Respect My City

I guess this blog is going to get a tad more political as time goes on. But I'll try to keep it musically related. For posts w/musical clips, videos and content, you can always visit the main hub: http://pmurraymusic.com/

Recently, the New York press has been reporting the woes of Bill Lee, father of filmmaking icon Spike Lee (Do The Right Thing, Malcom X), and, in his own right, a legendary bass-player whose career in both the Jazz and Popular music idioms spans both the decades and the gamut of big names in the music industry (Aretha Franklin and Bob Dylan, just to name two you might have heard of *note lighthearted sarcasm here*).  Up until the last three years of his roughly 44-year residency in Fort Greene, Brooklyn, his musical proceedings at home have gone on relatively untroubled and sans any civil grievance from the nearby residents on his block.  However,  since 2010, a new tenant has taken it upon herself to make a statement about the "noise" coming from her adjacent NY native.  A recent article in the Times, pointed out:
"...This year through May 23, the [NYPD] said, 17 noise complaints have been filed about the Lee residence on a street called Washington Park. Most, if not all, were called in by a woman in the brownstone next door who moved in three years ago. “It wakes us up constantly,” said the woman, who spoke on the condition that her name not be printed because she did not want to aggravate her already strained relations with Mr. Lee’s wife, and did not want to be seen as a complainer...."
-- Corey Kilgannon, NY Times 5/31/13

I'm going to be as delicate as I can about this, but wish me luck. The bottom line is this: by all NYC laws & standards, there is nothing wrong with what the woman who has complained is doing (being a gentrifist neo-urbanite, sadly, is not a crime).  However, what no law enforcement official is able to say publicly - and what no long-time resident of the multicultural wonderland that is Brooklyn can openly admit to the press - is that there is always a give and take when it comes to neighbors and neighborly understanding.  I live in Breezy Point, Queens, a private - and relatively quiet - cooperative community with closely situated houses on both sides of mine, and I practice my music regularly.  Because my neighbors know of my profession, and my family and I have built good will with their families over the years, there is never a problem with me vocalizing, referencing records, or playing instruments, regardless of the hour.  A healthy neighborhood should be chock full of such understanding and mutual coexistence.  What newer residents of gentrified Brooklyn have done (besides raise property value, displace native New Yorkers, and create a modern-day cultural & ethnic Diaspora) is inset a highly privatized and distinctly suburban quality of life into a major metropolis, the likes of which has not been seen here - nor been required - since the turn of the century, at least.  It's Main Street USA trying to force its way onto Fulton Street, BK, and I could care less about what the statistical benefits or quality of life enhancements that come with this kind of a movement.  It's.  Not.  Right.

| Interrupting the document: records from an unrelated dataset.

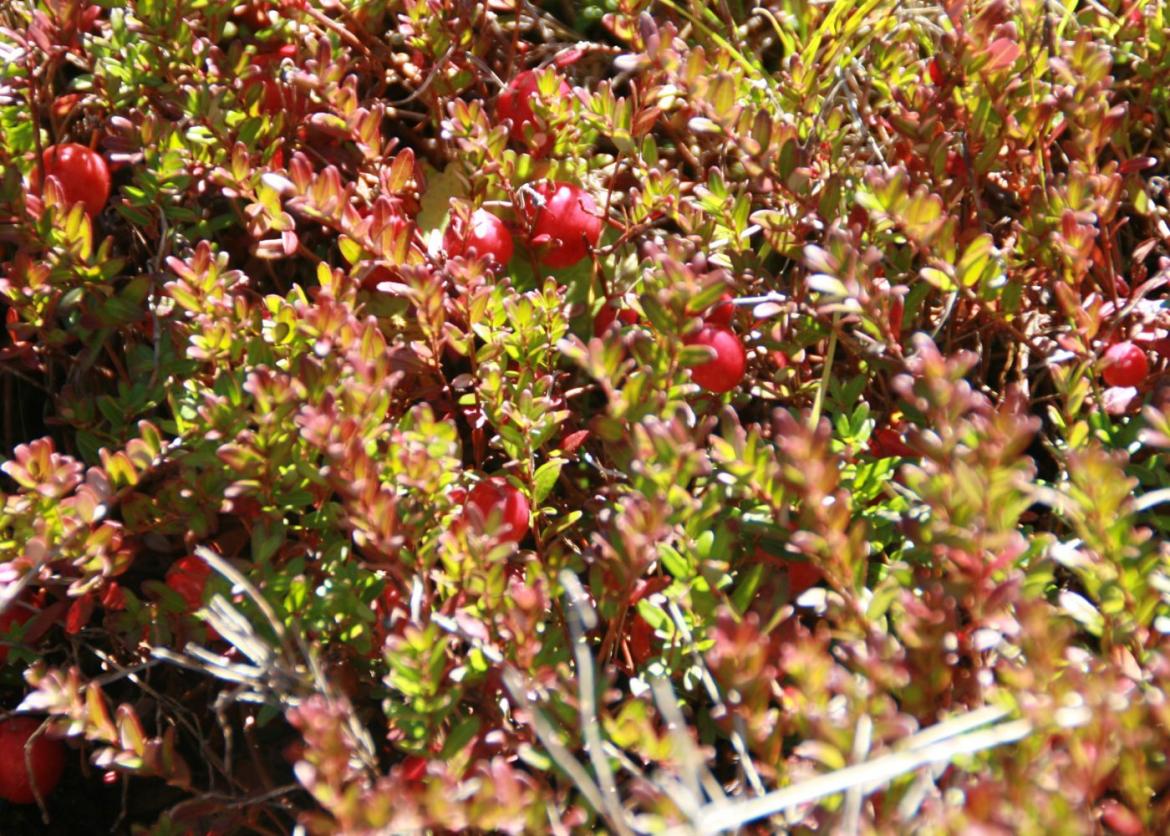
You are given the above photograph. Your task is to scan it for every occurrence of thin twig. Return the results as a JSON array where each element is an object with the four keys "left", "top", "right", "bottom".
[
  {"left": 561, "top": 569, "right": 635, "bottom": 836},
  {"left": 667, "top": 602, "right": 767, "bottom": 798},
  {"left": 692, "top": 712, "right": 1032, "bottom": 835},
  {"left": 501, "top": 667, "right": 610, "bottom": 819},
  {"left": 809, "top": 311, "right": 840, "bottom": 430},
  {"left": 650, "top": 677, "right": 726, "bottom": 805},
  {"left": 841, "top": 714, "right": 873, "bottom": 834}
]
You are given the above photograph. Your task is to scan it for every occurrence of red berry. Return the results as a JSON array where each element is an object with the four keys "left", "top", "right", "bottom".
[
  {"left": 246, "top": 44, "right": 298, "bottom": 114},
  {"left": 1102, "top": 341, "right": 1149, "bottom": 388},
  {"left": 704, "top": 293, "right": 735, "bottom": 328},
  {"left": 868, "top": 427, "right": 915, "bottom": 459},
  {"left": 166, "top": 556, "right": 212, "bottom": 611},
  {"left": 400, "top": 755, "right": 428, "bottom": 783},
  {"left": 593, "top": 301, "right": 638, "bottom": 337},
  {"left": 444, "top": 209, "right": 513, "bottom": 267},
  {"left": 526, "top": 182, "right": 602, "bottom": 269},
  {"left": 33, "top": 143, "right": 110, "bottom": 215},
  {"left": 361, "top": 265, "right": 394, "bottom": 291},
  {"left": 253, "top": 43, "right": 297, "bottom": 66},
  {"left": 752, "top": 547, "right": 821, "bottom": 598},
  {"left": 927, "top": 58, "right": 944, "bottom": 86},
  {"left": 785, "top": 560, "right": 822, "bottom": 597},
  {"left": 685, "top": 325, "right": 746, "bottom": 393},
  {"left": 628, "top": 613, "right": 654, "bottom": 666},
  {"left": 0, "top": 716, "right": 65, "bottom": 805},
  {"left": 496, "top": 69, "right": 571, "bottom": 156},
  {"left": 465, "top": 477, "right": 530, "bottom": 543}
]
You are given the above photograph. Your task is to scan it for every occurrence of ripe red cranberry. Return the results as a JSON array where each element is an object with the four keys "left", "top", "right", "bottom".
[
  {"left": 1102, "top": 341, "right": 1149, "bottom": 388},
  {"left": 400, "top": 755, "right": 428, "bottom": 783},
  {"left": 704, "top": 293, "right": 735, "bottom": 328},
  {"left": 525, "top": 182, "right": 602, "bottom": 269},
  {"left": 785, "top": 560, "right": 822, "bottom": 597},
  {"left": 753, "top": 547, "right": 821, "bottom": 598},
  {"left": 927, "top": 58, "right": 944, "bottom": 85},
  {"left": 465, "top": 477, "right": 530, "bottom": 543},
  {"left": 685, "top": 325, "right": 746, "bottom": 393},
  {"left": 33, "top": 143, "right": 110, "bottom": 215},
  {"left": 496, "top": 69, "right": 571, "bottom": 155},
  {"left": 627, "top": 612, "right": 655, "bottom": 666},
  {"left": 444, "top": 209, "right": 513, "bottom": 267},
  {"left": 361, "top": 265, "right": 394, "bottom": 291},
  {"left": 593, "top": 301, "right": 638, "bottom": 336},
  {"left": 0, "top": 716, "right": 65, "bottom": 805},
  {"left": 868, "top": 427, "right": 915, "bottom": 459},
  {"left": 166, "top": 556, "right": 212, "bottom": 611}
]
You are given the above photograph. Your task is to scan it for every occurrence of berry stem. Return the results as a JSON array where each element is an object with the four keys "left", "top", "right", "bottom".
[{"left": 809, "top": 312, "right": 840, "bottom": 430}]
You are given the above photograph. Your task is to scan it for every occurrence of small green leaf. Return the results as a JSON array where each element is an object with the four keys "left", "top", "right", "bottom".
[
  {"left": 440, "top": 716, "right": 481, "bottom": 760},
  {"left": 532, "top": 459, "right": 564, "bottom": 505},
  {"left": 338, "top": 235, "right": 365, "bottom": 266},
  {"left": 919, "top": 266, "right": 954, "bottom": 291},
  {"left": 252, "top": 517, "right": 287, "bottom": 563},
  {"left": 660, "top": 544, "right": 692, "bottom": 579},
  {"left": 731, "top": 563, "right": 765, "bottom": 614}
]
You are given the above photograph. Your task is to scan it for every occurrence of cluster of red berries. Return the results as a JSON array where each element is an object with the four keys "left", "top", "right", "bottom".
[
  {"left": 496, "top": 69, "right": 571, "bottom": 157},
  {"left": 22, "top": 65, "right": 747, "bottom": 561},
  {"left": 457, "top": 68, "right": 747, "bottom": 394},
  {"left": 441, "top": 181, "right": 602, "bottom": 274},
  {"left": 438, "top": 69, "right": 601, "bottom": 273}
]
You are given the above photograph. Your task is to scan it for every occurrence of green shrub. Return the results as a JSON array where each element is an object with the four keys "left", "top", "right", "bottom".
[{"left": 3, "top": 0, "right": 1170, "bottom": 832}]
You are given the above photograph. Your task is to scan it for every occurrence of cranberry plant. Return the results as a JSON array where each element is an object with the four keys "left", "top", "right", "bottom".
[{"left": 3, "top": 0, "right": 1170, "bottom": 832}]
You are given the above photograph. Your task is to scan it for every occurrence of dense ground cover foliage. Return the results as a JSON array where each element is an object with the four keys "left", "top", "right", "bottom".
[{"left": 4, "top": 0, "right": 1170, "bottom": 832}]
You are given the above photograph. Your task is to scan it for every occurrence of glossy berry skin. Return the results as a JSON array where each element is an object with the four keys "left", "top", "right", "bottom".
[
  {"left": 34, "top": 143, "right": 110, "bottom": 215},
  {"left": 1102, "top": 341, "right": 1149, "bottom": 388},
  {"left": 785, "top": 560, "right": 822, "bottom": 598},
  {"left": 868, "top": 427, "right": 915, "bottom": 459},
  {"left": 685, "top": 325, "right": 746, "bottom": 393},
  {"left": 526, "top": 182, "right": 601, "bottom": 269},
  {"left": 593, "top": 302, "right": 639, "bottom": 337},
  {"left": 465, "top": 477, "right": 530, "bottom": 544},
  {"left": 166, "top": 556, "right": 212, "bottom": 611},
  {"left": 752, "top": 547, "right": 821, "bottom": 598},
  {"left": 0, "top": 716, "right": 65, "bottom": 805},
  {"left": 704, "top": 293, "right": 735, "bottom": 328},
  {"left": 496, "top": 69, "right": 571, "bottom": 155},
  {"left": 444, "top": 209, "right": 514, "bottom": 267}
]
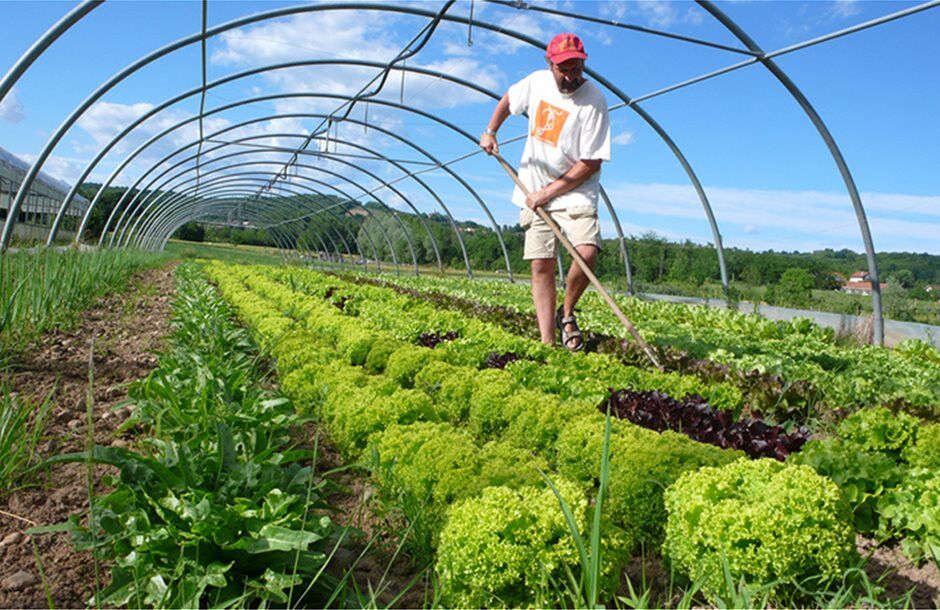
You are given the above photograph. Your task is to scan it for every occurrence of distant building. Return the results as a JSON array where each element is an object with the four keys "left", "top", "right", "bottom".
[
  {"left": 848, "top": 271, "right": 869, "bottom": 283},
  {"left": 842, "top": 280, "right": 886, "bottom": 295},
  {"left": 0, "top": 146, "right": 89, "bottom": 220}
]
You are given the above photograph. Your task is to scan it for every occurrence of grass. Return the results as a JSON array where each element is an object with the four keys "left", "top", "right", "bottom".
[
  {"left": 165, "top": 240, "right": 288, "bottom": 266},
  {"left": 0, "top": 385, "right": 52, "bottom": 493},
  {"left": 0, "top": 246, "right": 170, "bottom": 354}
]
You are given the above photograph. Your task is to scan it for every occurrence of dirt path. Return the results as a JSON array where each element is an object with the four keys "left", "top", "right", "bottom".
[{"left": 0, "top": 264, "right": 175, "bottom": 609}]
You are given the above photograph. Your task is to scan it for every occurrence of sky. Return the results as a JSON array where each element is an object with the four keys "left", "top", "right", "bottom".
[{"left": 1, "top": 0, "right": 938, "bottom": 254}]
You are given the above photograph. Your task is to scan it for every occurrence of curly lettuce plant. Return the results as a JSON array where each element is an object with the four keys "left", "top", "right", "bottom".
[
  {"left": 663, "top": 458, "right": 856, "bottom": 602},
  {"left": 836, "top": 406, "right": 919, "bottom": 458},
  {"left": 436, "top": 480, "right": 586, "bottom": 609}
]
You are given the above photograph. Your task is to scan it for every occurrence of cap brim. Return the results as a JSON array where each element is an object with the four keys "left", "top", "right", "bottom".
[{"left": 548, "top": 50, "right": 587, "bottom": 64}]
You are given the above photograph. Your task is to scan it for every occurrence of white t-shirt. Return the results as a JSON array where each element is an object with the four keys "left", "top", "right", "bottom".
[{"left": 507, "top": 69, "right": 611, "bottom": 212}]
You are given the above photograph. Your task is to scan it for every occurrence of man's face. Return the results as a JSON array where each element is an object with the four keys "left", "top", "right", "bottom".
[{"left": 549, "top": 58, "right": 585, "bottom": 93}]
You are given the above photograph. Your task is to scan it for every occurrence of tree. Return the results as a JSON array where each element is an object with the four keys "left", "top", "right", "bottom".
[
  {"left": 774, "top": 267, "right": 815, "bottom": 308},
  {"left": 883, "top": 278, "right": 913, "bottom": 321},
  {"left": 174, "top": 222, "right": 205, "bottom": 242},
  {"left": 889, "top": 269, "right": 915, "bottom": 289}
]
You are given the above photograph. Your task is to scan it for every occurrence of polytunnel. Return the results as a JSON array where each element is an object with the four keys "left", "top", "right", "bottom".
[{"left": 2, "top": 0, "right": 939, "bottom": 346}]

Mutual coexistence in a large, portioned city with myriads of cultures and countless varieties of lifestyles means that when you get the chance to live here, you learn the ropes just like the rest of us had to, and if the jazz player next door is working on a show piece till 2AM, you make light, humorous conversation about it the next day with your friends over brunch and move on.  There is something to be said for New York's make-it-or-break-it reputation, and just because Stable Mabel from Normalville, Ohio has a preconceived notion of how she wants her new hometown to act and what kinds of people she wants to live next door to, doesn't mean she's entitled to get it (no disrespect the the good people of Ohio, but you get my drift).  Call the NYPD all you want, if Lee's mortgage notes are paid on time (or if the house is already paid up), and I were him, I'd file a tort claim against this woman on the grounds of aesthetic and cultural coercion.  Long story short, baby girl next door needs to have several seats and turn up the volume on her HGTV DVR programming.  Legends are legends, Brooklyn is Brooklyn, and damned though I may be for loving my city as fiercely as I do, as we like to say here, "It is what it is."  DEAL.